Cumpre ressaltar, ainda, o risco de reiteração criminosa, evidenciado a partir do extenso rol de antecedentes criminais do flagrado, que ostenta maus antecedentes pelo mesmo crime (porte/posse ilegal de arma de fogo com numeração suprimida - 014/2.04.0002548-0) e responde a várias outras ações penais com condenações pendentes de trânsito em julgado (receptação - 008/2.16.0003838-0; organização criminosa - 139/2.16.0000804-6; roubo majorado - 158/2.17.0000129-3 e 133/2.17.0000201-7).

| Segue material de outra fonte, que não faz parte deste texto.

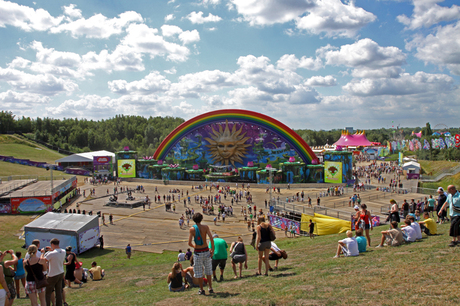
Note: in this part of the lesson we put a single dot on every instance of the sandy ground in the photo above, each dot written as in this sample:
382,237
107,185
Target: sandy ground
155,230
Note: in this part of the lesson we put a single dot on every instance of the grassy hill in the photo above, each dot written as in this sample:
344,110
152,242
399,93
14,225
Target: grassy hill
11,146
422,273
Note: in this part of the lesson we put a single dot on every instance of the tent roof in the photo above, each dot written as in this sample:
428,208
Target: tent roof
84,157
411,163
355,140
61,221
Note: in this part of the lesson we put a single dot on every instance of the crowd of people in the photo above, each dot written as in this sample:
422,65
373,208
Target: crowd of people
42,274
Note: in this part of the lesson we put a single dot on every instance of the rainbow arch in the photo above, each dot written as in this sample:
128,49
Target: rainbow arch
294,140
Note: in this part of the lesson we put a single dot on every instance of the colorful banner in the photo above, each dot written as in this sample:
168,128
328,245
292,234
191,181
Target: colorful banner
332,172
31,205
325,225
126,168
283,223
102,165
375,221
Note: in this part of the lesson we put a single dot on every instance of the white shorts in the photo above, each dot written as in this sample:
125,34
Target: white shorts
202,261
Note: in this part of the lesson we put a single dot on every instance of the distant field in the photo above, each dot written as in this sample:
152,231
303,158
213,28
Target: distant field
13,147
434,168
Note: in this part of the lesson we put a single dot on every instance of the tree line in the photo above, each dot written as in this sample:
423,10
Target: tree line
145,134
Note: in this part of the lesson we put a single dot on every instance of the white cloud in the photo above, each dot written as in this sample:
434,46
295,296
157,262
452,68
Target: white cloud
188,37
328,80
406,84
171,71
19,62
335,19
169,17
44,84
153,82
441,48
428,12
197,18
142,39
14,97
26,18
291,62
99,26
365,53
170,30
72,11
267,12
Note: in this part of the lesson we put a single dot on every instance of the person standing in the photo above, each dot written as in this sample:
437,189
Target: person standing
263,244
453,200
202,257
239,256
55,259
20,274
9,275
219,257
34,268
128,251
101,242
71,259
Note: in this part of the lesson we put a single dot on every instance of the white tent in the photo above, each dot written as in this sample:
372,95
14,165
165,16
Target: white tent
84,157
411,167
81,232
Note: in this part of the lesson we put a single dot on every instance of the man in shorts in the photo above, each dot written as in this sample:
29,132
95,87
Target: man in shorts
453,201
219,258
392,237
202,254
347,246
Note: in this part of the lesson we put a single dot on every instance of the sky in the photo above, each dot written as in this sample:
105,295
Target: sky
311,64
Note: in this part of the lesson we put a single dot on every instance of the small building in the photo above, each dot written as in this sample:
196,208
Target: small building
81,232
411,170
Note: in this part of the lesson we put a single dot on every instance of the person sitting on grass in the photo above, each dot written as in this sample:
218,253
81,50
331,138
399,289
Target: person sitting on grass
362,241
415,226
428,225
347,246
392,237
176,278
96,272
409,233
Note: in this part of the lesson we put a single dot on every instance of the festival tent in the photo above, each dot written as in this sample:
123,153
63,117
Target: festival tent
358,139
81,232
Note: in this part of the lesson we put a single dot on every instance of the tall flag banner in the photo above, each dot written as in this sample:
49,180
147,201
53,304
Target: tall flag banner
426,145
442,144
457,140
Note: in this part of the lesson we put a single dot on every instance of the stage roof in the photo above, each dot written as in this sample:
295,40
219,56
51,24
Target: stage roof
356,140
84,157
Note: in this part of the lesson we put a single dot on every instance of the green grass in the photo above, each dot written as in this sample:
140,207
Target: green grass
434,168
410,274
10,146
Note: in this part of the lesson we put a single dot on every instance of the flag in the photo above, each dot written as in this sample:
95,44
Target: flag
426,145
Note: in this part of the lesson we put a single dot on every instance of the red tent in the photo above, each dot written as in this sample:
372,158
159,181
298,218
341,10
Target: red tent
356,140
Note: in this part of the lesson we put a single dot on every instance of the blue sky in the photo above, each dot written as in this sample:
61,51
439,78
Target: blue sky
316,64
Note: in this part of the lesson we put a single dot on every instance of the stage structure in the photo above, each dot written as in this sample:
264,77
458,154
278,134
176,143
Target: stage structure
241,141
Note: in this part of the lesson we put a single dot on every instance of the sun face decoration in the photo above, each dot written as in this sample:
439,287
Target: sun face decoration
227,146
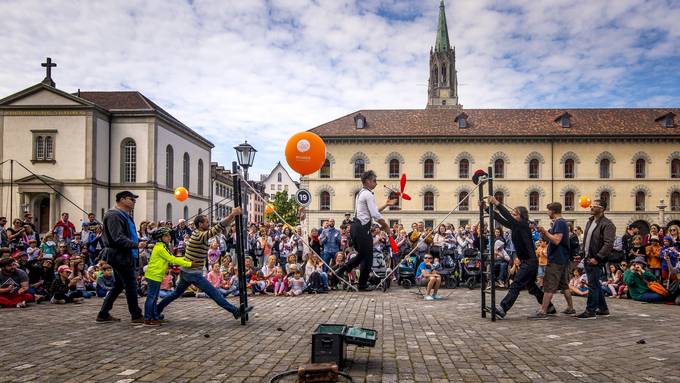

Nessa senda, é pacífica a jurisprudência do STJ, no sentido de que ações penais em curso constituem elementos capazes de denotar o risco concreto de reiteração delituosa:

PROCESSUAL PENAL E PENAL. HABEAS CORPUS. ESTELIONATO. TRANCAMENTO DA AÇÃO PENAL. EXCEPCIONALIDADE. FALTA DE JUSTA CAUSA PARA A PERSECUÇÃO. ATIPICIDADE, CAUSA EXTINTIVA DA PUNIBILIDADE OU AUSÊNCIA DE INDÍCIOS DE AUTORIA OU PROVA DA MATERIALIDADE DO DELITO. HIPÓTESES NÃO CONFIGURADAS. PRISÃO PREVENTIVA. FUNDAMENTAÇÃO CONCRETA. REITERAÇÃO DELITIVA. ONZE ANOTAÇÕES CRIMINAIS. ILEGALIDADE. AUSÊNCIA. ORDEM DENEGADA. 1. O trancamento da ação penal por ausência de justa causa exige comprovação, de plano e inequívoca, da atipicidade da conduta, da ocorrência de causa de extinção da punibilidade, da ausência de lastro probatório mínimo de autoria ou de materialidade, o que não se verifica nos presentes autos. 2. Apresentada fundamentação concreta para a decretação da prisão preventiva, evidenciado na garantia da ordem pública e na aplicação da lei penal, haja vista o risco de reiteração delitiva, uma vez que possui em sua FAC 11 (onze) anotações, além do fato de que já teve sua prisão decretada pelo Juízo da 2a Vara Criminal de Bangu e encontra-se sendo citado por edital junto aos Juízos da 35a Vara Criminal e 29a Vara Criminal, ambas da Comarca da Capital (fl. 187), estando foragido também nesta ação penal. 3. Nos termos da orientação desta Corte, inquéritos policiais e processos penais em andamento, muito embora não possam exasperar a pena-base, a teor da Súmula 444/STJ, constituem elementos aptos a revelar o efetivo risco de reiteração delitiva, justificando a decretação ou a manutenção da prisão preventiva (RHC n. 68550/RN, Rel. Ministro SEBASTIÃO REIS JÚNIOR, DJe 31/3/2016). 4. Habeas corpus denegado. (HC 431.845/RJ, Rel. Ministro NEFI CORDEIRO, SEXTA TURMA, julgado em 19/06/2018, DJe 29/06/2018) (grifei).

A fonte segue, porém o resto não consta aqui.